Fast forward a few years. Just the other day, I ended up telling Mom just how frustrated and disheartened I was with the writing in a phone conversation. I indicated some frustration with the query process, the “positive rejections” and hey, it was a bad day, with multiple rejections coming in. Let’s just leave it there. No matter how thick the skin, multiple rejections on the same day hurts. I was thinking it was a night for cookies and a glass of wine. Oh, and maybe some video games where I could kill things.
Her response, without qualification or hesitation? “You just gotta find the right place to send it, right?”
Spot on. Took the wind right out of my sails. And an answer I should have said first. And she’s right. She’d been listening to some of my talk about the querying process, and all the research and how it all works.
I’ve been at some gatherings with my parents recently, and they asked how it was going. Well, I made some noise about some frustration with market trends that had been cited to me in rejection letters, and some of the reasons I’d gotten for the “no.” I was venting about it. (I’ll note…it’s way okay to vent, bitch, rant, rave, or otherwise do this in private, or with trusted friends and family members, but not okay to do this on your blog, on Facebook, on Twitter, or in the crowded bar at a writer’s conference. Please note that I’m NOT going into the reasons for the rejection, or how many there had been, or WHO had rejected my writing. Also, please note, I said, rejecting my writing, not rejecting ME.)
My father listened to my rant, and didn’t say a whole lot. Then he asked me some questions.
“Do you want to write the stuff you’re complaining about?”
Honest answer for me was “No.”
His response? “I didn’t think so. I didn’t think you wrote stuff like that, and I can’t see you writing stuff like that. Don’t give up and don’t write stuff that isn’t you.”
Gulp. He was right. And it shut me down pretty hard. I’ve been thinking a lot about that lately.

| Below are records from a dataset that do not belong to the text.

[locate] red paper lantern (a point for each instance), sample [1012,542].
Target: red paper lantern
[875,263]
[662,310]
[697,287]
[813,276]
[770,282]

He’d been listening. Mom had been, too. In fact, they’d been listening to me more than I had been. Talk about a reality check.
Respect for writing time only happens when people know it’s writing time. If you don’t tell them you’re writing, then you really have no grounds to get annoyed at the phone ringing, people talking to you, questions being asked, the doorbell ringing, or invitations to go, well, anywhere.
If they don’t know you’re writing, you can’t hold it against them.
I talked to a friend on the phone recently, and she wanted to know if I had weekend plans. I had indicated to her that Saturday I’d planned to write, but otherwise I didn’t have any other plans. Her reaction? “Oh, that’s okay, we’ll make plans Friday or Sunday then.” Color me surprised. I didn’t have a deadline to meet. I could have easily worked in Saturday plans, and write before or after I met her for dinner. She wouldn’t hear of it, no matter how much I protested that I could change my schedule.
There’s a lesson there in that the people who care about you are listening to what matters to you. If writing matters, they’ll see it. It might take a while, but they’ll see it. And they’re learning as you are. They might have advice. They might have some kind of help they can offer.
Even if it’s as small as weeding your flowerbeds while you write the next chapter. And that’s not a hint, but I certainly wouldn’t turn that down!